Foto: Rovena Rosa/Agência Brasil
Trabalhadores contratados pelo regime da CLT que utilizam motocicleta de forma habitual em vias públicas passarão a receber adicional de periculosidade de 30% sobre o salário-base a partir de 3 de abril de 2026. A medida está prevista na Portaria MTE nº 2.021/2025, publicada pelo Ministério do Trabalho e Emprego (MTE).
A norma atualiza e detalha os critérios técnicos para caracterização do risco na atividade profissional com motocicletas, além de listar situações que não dão direito ao adicional. O texto substitui regulamentação anterior, de 2014, que foi invalidada pela 5ª Turma do Tribunal Regional Federal da 1ª Região (TRF1), e reforça o que estabelece o artigo 193, §4º da Consolidação das Leis do Trabalho (CLT), incluído pela Lei nº 12.997/2014.
Segundo o MTE, a regulamentação foi construída em diálogo entre governo, empregadores e trabalhadores, com o objetivo de trazer maior segurança jurídica, reduzir disputas judiciais e orientar as empresas sobre quando o uso da motocicleta configura atividade perigosa.
De acordo com a advogada Juliana Mendonça, mestra em Direito e sócia do escritório Lara Martins Advogados, terão direito ao adicional os empregados celetistas que utilizam motocicleta de forma habitual em vias públicas, como motoboys, mototaxistas, entregadores vinculados a empresas e profissionais externos, a exemplo de vendedores e leituristas. Já entregadores de aplicativo sem vínculo formal de emprego não serão contemplados.
A portaria também estabelece exceções. Não haverá pagamento do adicional em casos de deslocamento entre residência e trabalho, circulação restrita a áreas privadas, uso eventual ou por tempo extremamente reduzido da motocicleta, nem para condutores de veículos que não exigem emplacamento ou Carteira Nacional de Habilitação (CNH).
O adicional de 30% será calculado sobre o salário-base e terá reflexos em férias, 13º salário, Fundo de Garantia do Tempo de Serviço (FGTS), horas extras, aviso prévio, multa de 40% em caso de demissão sem justa causa e encargos previdenciários.

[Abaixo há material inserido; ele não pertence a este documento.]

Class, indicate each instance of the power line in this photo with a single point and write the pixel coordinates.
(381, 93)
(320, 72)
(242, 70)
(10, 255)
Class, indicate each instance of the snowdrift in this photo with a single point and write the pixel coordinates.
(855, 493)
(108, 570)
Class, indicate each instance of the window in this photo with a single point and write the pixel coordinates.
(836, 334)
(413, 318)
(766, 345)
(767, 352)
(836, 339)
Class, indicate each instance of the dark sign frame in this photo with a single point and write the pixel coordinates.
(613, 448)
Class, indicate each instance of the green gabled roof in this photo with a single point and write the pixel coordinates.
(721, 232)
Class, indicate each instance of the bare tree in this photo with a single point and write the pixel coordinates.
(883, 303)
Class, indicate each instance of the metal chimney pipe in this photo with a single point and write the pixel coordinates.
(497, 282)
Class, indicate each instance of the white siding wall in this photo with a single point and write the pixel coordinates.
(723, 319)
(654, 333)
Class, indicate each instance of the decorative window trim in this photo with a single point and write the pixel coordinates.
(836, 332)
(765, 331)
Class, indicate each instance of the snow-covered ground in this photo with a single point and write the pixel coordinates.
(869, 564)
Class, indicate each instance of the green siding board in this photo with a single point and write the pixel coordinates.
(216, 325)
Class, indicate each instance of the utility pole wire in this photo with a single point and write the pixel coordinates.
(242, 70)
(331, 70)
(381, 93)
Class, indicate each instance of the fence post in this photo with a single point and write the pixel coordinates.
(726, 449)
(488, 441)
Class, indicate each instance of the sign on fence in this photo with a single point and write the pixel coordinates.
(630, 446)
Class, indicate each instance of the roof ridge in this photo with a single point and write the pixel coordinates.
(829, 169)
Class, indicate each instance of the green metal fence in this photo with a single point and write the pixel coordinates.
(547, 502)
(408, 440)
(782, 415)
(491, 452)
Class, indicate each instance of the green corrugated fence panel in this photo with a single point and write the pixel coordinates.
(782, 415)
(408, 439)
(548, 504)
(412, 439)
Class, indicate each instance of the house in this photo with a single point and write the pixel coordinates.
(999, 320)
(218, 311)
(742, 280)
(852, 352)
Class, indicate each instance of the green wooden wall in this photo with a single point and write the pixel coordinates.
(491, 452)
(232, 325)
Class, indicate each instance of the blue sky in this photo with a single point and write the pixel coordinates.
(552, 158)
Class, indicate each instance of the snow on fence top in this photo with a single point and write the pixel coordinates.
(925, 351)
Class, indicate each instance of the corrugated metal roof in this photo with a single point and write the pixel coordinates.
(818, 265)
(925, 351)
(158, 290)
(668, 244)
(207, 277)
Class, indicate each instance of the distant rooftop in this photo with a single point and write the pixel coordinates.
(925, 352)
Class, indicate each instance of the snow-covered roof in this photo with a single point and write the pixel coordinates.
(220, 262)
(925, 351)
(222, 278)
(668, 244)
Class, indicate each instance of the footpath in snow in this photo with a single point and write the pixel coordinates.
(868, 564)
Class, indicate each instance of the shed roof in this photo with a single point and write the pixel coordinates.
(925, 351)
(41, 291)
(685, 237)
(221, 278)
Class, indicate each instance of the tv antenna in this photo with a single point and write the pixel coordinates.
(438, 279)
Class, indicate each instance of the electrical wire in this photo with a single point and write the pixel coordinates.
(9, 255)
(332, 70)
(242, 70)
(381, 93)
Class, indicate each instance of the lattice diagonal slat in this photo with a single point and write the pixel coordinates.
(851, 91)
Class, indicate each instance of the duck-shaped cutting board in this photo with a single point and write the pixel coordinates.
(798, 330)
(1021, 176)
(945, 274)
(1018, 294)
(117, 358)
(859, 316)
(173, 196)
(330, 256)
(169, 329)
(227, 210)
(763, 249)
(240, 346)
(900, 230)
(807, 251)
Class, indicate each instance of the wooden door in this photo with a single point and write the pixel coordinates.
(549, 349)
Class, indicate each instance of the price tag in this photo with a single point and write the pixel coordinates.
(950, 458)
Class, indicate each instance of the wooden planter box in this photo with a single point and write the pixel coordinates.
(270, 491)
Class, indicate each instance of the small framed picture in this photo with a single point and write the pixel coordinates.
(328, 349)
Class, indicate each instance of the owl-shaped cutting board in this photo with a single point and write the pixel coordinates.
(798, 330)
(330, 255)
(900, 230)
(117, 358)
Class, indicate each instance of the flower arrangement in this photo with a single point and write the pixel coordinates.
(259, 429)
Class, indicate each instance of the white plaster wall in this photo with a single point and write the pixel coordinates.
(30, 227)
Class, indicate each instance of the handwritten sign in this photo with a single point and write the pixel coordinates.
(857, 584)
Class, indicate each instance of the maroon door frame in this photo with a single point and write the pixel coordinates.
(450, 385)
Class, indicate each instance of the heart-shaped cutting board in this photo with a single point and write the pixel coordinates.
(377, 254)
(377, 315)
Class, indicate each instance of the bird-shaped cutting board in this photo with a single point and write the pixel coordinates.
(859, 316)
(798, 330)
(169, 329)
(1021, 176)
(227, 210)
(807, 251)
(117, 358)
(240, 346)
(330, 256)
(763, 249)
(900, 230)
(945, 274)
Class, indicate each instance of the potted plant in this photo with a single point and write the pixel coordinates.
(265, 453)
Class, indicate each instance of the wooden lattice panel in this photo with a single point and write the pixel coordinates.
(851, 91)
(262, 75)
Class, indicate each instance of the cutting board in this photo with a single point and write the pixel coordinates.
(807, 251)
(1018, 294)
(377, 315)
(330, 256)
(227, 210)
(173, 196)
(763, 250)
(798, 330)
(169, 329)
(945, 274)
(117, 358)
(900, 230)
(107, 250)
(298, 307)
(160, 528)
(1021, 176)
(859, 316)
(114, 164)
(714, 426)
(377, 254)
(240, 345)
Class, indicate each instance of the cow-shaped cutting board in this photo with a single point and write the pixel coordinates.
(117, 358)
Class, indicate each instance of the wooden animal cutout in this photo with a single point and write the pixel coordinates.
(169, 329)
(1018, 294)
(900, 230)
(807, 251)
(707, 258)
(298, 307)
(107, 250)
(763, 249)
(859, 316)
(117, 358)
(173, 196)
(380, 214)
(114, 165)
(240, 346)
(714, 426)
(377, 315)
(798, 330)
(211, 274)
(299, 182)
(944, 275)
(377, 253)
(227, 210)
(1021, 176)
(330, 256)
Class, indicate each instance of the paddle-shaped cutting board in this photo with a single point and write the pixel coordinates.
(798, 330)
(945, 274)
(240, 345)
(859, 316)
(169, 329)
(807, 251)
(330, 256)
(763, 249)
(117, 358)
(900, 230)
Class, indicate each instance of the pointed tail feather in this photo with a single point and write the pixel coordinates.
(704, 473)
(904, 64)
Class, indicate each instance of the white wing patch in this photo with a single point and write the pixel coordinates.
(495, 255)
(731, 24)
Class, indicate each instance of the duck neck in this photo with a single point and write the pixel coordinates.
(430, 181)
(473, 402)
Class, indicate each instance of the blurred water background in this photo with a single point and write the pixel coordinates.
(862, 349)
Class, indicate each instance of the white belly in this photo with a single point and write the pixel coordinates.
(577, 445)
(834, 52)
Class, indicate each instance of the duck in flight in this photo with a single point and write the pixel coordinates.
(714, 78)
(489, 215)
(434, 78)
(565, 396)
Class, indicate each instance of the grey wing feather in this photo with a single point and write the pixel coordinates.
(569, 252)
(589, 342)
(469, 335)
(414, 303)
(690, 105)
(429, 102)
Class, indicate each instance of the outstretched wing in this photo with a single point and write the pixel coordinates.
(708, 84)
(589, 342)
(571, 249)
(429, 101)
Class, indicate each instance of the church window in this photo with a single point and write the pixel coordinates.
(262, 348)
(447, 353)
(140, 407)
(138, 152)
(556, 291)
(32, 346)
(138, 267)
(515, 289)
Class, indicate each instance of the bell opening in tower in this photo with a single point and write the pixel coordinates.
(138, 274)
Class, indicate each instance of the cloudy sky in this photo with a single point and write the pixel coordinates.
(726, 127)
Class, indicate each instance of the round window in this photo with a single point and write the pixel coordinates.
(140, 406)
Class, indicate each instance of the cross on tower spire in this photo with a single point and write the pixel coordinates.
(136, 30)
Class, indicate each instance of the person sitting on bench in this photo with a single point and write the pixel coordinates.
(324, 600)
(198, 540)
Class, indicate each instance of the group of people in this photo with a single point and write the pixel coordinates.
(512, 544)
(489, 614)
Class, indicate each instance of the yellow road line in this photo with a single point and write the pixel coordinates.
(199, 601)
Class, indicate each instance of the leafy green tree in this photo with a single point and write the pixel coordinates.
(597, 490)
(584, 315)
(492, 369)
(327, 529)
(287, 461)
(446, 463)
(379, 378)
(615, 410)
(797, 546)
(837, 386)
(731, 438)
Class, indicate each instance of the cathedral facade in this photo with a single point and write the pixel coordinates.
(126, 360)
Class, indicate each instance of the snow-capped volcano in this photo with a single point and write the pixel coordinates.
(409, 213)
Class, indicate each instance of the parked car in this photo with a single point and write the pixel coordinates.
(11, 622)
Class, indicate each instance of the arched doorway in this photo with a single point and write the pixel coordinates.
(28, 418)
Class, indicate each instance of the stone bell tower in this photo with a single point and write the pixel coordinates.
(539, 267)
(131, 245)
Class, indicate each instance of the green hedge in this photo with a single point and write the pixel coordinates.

Outro ponto previsto na portaria é a obrigatoriedade de disponibilização dos laudos técnicos de insalubridade e periculosidade a trabalhadores, sindicatos e auditores fiscais. Para a advogada, “A partir de agora, os laudos deixam de ser meros documentos internos restritos ao RH ou ao setor de segurança do trabalho, constituindo elemento de compliance, auditável e passível de verificação imediata pelos órgãos fiscalizadores”.
Empresas que deixarem de pagar o adicional quando devido ou adotarem práticas para descaracterizar o vínculo empregatício podem ser alvo de multas e ações trabalhistas. O passivo pode incluir diferenças salariais referentes aos últimos cinco anos, com juros, correção monetária e reflexos nas demais verbas. O Ministério Público do Trabalho (MPT) também poderá firmar Termos de Ajustamento de Conduta para exigir regularização e pagamento retroativo.